Cuando mi hermano propuso que comiésemos en un restaurante chino del Perchel de Málaga, supe que iba a tener mi oportunidad. El local estaba muy cerca del mar, era un lugar nada convencional, elegante, luminoso, con una cuidada decoración y muy agradable. Seleccioné verduras como brócoli, castañas de agua, bambú, brotes de soja, setas y puntas de espárragos verdes para que las salteasen en el “wok” que es una especie de sartén china; y por supuesto ancas de rana marinadas para pasar por la plancha. El cocinero chino que atiende tus deseos sobre la marcha, presentaba un rostro de ademán impasible, pero manejó aquel frágil material con absoluta maestría sin temer ni al fuego ni al calor. Al sentarme para saborear los humeantes manjares, los príncipes de los cuentos me miraron desde el lugar ignoto en el que se esconden para no convertirse en la diana de tiro de las feministas. Miré a Fernando ¿seguro que no quieres probar las ancas de rana? Estaban deliciosas, con un puntito de sal y pimienta, tiernas, suaves, calientes... Pasé por uno de esos instantes de sentimientos contradictorios, mis sentidos estaban disfrutando, pero me embarga un sentimiento de culpabilidad, provocado seguramente por recuerdos de mi subconsciente en el que han habitado desde la más tierna infancia los personajes de los cuentos de Disney.
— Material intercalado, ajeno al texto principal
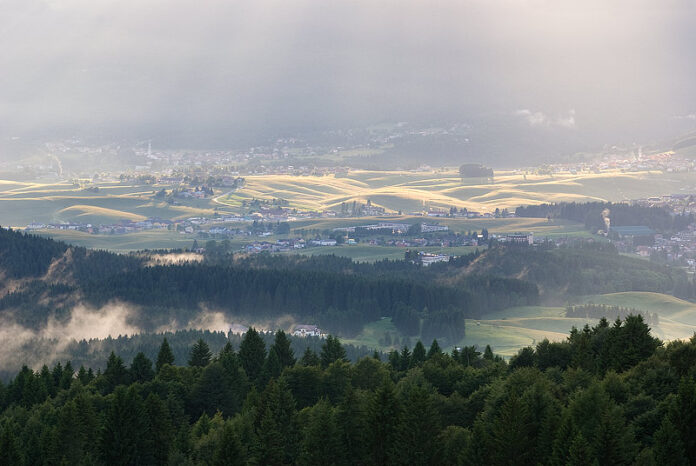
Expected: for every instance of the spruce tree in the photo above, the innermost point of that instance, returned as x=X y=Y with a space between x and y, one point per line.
x=141 y=368
x=228 y=450
x=115 y=373
x=200 y=354
x=281 y=346
x=164 y=356
x=331 y=351
x=321 y=443
x=127 y=437
x=383 y=423
x=161 y=427
x=309 y=358
x=9 y=450
x=669 y=448
x=580 y=453
x=434 y=349
x=252 y=354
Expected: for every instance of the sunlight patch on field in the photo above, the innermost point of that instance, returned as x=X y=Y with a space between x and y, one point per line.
x=83 y=210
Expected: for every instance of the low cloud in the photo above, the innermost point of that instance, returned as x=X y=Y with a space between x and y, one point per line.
x=24 y=346
x=175 y=259
x=542 y=120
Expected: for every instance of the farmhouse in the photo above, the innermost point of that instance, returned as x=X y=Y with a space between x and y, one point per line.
x=306 y=331
x=520 y=238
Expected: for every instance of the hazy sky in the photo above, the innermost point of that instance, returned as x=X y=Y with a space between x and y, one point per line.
x=208 y=68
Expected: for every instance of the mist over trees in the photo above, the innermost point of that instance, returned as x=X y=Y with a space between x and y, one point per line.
x=608 y=394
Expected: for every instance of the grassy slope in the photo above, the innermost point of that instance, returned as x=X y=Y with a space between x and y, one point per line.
x=677 y=317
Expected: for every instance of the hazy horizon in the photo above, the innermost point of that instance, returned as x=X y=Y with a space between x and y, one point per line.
x=225 y=73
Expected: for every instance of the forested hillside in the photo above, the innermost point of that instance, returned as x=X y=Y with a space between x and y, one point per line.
x=609 y=395
x=589 y=269
x=338 y=295
x=592 y=214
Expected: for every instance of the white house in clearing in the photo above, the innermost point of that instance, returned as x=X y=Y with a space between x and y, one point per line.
x=306 y=331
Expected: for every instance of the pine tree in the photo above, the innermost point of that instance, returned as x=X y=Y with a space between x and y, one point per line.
x=309 y=358
x=282 y=348
x=161 y=427
x=580 y=453
x=488 y=353
x=331 y=351
x=9 y=450
x=126 y=438
x=200 y=354
x=141 y=368
x=115 y=373
x=272 y=368
x=669 y=448
x=228 y=450
x=383 y=423
x=413 y=445
x=510 y=441
x=165 y=355
x=252 y=354
x=434 y=349
x=351 y=420
x=320 y=443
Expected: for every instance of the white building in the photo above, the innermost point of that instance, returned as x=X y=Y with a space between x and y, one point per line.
x=306 y=331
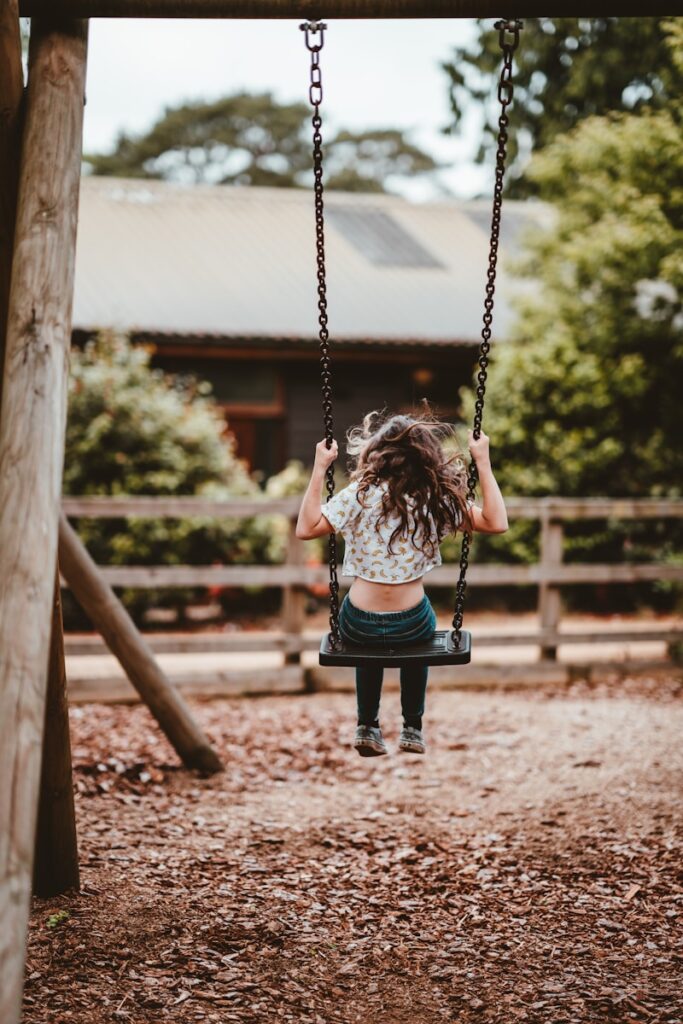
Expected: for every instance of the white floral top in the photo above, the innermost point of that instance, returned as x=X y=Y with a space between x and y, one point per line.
x=367 y=553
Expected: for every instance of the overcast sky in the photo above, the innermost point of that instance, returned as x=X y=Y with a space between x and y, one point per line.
x=376 y=74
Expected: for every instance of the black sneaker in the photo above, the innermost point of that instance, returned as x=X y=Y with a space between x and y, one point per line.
x=412 y=740
x=369 y=741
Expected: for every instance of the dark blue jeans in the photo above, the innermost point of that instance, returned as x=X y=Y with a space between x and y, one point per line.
x=384 y=628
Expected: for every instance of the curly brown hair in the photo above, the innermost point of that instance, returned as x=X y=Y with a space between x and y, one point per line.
x=407 y=454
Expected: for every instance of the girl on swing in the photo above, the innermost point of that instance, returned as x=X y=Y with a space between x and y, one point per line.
x=404 y=496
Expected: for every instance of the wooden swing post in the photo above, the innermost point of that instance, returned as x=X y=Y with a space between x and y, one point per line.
x=32 y=435
x=11 y=92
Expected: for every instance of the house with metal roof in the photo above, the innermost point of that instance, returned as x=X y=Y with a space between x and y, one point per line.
x=221 y=283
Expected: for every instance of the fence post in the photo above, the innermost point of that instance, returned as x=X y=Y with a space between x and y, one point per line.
x=550 y=599
x=294 y=598
x=55 y=862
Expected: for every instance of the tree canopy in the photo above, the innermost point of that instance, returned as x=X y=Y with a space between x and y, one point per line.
x=566 y=69
x=584 y=398
x=254 y=140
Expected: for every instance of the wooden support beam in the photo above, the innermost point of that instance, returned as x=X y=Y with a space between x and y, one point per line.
x=111 y=619
x=330 y=8
x=11 y=92
x=55 y=865
x=32 y=434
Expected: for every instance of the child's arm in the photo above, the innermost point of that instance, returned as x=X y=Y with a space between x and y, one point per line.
x=311 y=522
x=493 y=516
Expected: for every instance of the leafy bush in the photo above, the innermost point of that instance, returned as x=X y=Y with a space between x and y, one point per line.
x=134 y=430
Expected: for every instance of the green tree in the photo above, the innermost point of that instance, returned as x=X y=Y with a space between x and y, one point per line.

Me sentía mal por la soltería a la que estaba condenando a algunas princesas que jamás de los jamases podrán encontrar la felicidad en estas ranas; por las plebeyas que nunca podrán cumplir, como la Princesa Leticia, su sueño de lucir la testa coronada al incorporarse a una casa real. Pero con el segundo bocado se me quitaron las congojas, si en realidad yo soy republicana, ¡a mí que me importan las princesas y sus ranas!
Hay que reconocer que la idea de comerse a una rana no parece, en principio, muy atractiva, y el animalito, a simple vista, no resulta demasiado apetitoso... salvo si se fija una precisamente en sus ancas, bien musculadas de tanto saltar. Las ancas de rana son una de esas cosas que o te apasionan y te convierten en una devota, o te provocan una aversión insuperable, en este grupo suelen estar quienes no han tenido la osadía de probarlas.
La gastrónoma Simone Ortega afirma que toda receta es una metáfora que transforma una cosa en otra: el trigo en pan, el tomate en salmorejo, el huevo en tortilla o la leche en queso. Cuando las degustamos, convertimos algo ajeno en nuestra propia sustancia, igual que incorporamos a la sangre el oxígeno que respiramos. De pronto me asaltó una duda ¿cuántas ancas de rana habrá comido Yelena Isinbáyeva, la flamante premio Príncipe de Asturias de Deporte 2009, para ser la mejor saltadora mundial con pértiga?